You can find a brief description of my dissertation and several co-authored papers below.
Please send me an email if you're interested in learning more about any of these projects.
This project examines the impact of nuclear proliferation on regime durability and leader survival, proposing two mechanisms for this interaction. First, a bomb program can generate internal legitimacy by rallying support among domestic audiences. Such initiatives are particularly valuable following contentious successions, providing new leaders with a means of consolidating their rule. Second, successful proliferation attempts can boost external security by preventing regime collapse, either deterring foreign intervention or entrapping great powers into providing costly support to tentative allies. I rely on a mixed-methods research design to test these arguments. Survival analysis, Bayesian modeling, and a battery of robustness tests establish a baseline domestic hazard rate relative to nuclear activity.
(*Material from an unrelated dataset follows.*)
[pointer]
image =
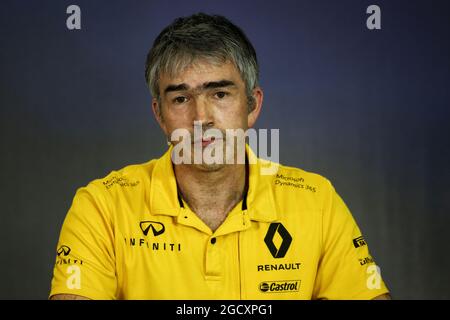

Next, two in-depth case studies trace the processes linking proliferation and political survival in Israel and South Africa. The analysis concludes with fifteen vignettes that highlight the generalizability and limitations of my theoretical framework.
Can an implementation-driven analysis of project success be used as a more granular measure for assessing World Bank project Effectiveness? By focusing on how projects perform, we attempt to capture variation hitherto unexplored in the aid effectiveness literature. This offers greater precision for diagnosing implementation challenges throughout the project cycle, producing a cross-cutting instrument that reaches across the country-, time-, and sector- based approaches. Using newly-coded data from the Global Delivery Initiative’s “Delivery Challenges in Operations for Development Effectiveness” (DeCODE) database and indicators from over 5000 lending projects (1995-2015), we examine project performance and the achievement of development objectives across 42 specific delivery challenges. Bayesian model averaging is used to holistically assess the relative impact of each challenge alongside a battery of structural and contextual covariates. We find that flaws in project design, ineffective monitoring, and weak organizational capacity have systematically hindered the Bank’s performance and the achievement of indicators. Conversely, while financial instability and weaknesses in stakeholder engagement can hinder success, their identification and treatment ultimately improves project performance.
The post-tenure fate of leaders influences conflict escalation, duration, and termination. Golden parachute offers to embattled leaders can help mitigate the costs of a prolonged intrastate conflict by providing the incumbent a safe exit. However, the number of verified cases of a leader receiving and accepting a golden parachute offer remains small. Using a formal model of conflict termination, this paper seeks to identify the conditions under which embattled leaders accept such offers. We find that golden parachute can create a moral hazard, giving incumbents a fallback option and incentivizing them to fight harder or stall for time. The model also indicates that leaders are unlikely to accept offers unless the terms are very generous; however, the high costs of conflict that might justify generous offers also make it difficult for patrons to extend immunity to leaders who have violated human rights. We present these findings alongside a case study on Manuel Noriega's ouster from Panama in the late 1980s.
Recent empirical brush-clearing exercises have suggested that few if any of the established determinants of proliferation have a substantive impact on the pursuit and acquisition of nuclear weapons. However, such exercises risk under-emphasizing important effects by failing to account for missing data, model sensitivity, and variable selection issues that can lead to Type II errors. Using a panel dataset of 163 variables aggregated into 13 conceptual categories (1945-2015), this paper conducts an exhaustive analysis of the established determinants of nuclear proliferation. After accounting for missingness and collinearity issues, an iterated Bayesian logistic regression approach used to examine a model space of over 74.5 billion unique specifications across over 20 meta-specifications. We triangulate the impact of different explanations for proliferation across differently coded measures, showing that a handful of supply- and demand-side indicators are consistently informative as correlates of proliferation. Specifically, factors such as urbanization, industrial capacity, regional conflict, and enduring rivalry have a substantial impact on the pursuit and acquisition of nuclear weapons. Our findings address a larger debate in the literature on proliferation, while our methodological approach contributes to discussions of quantitative research transparency and replicability.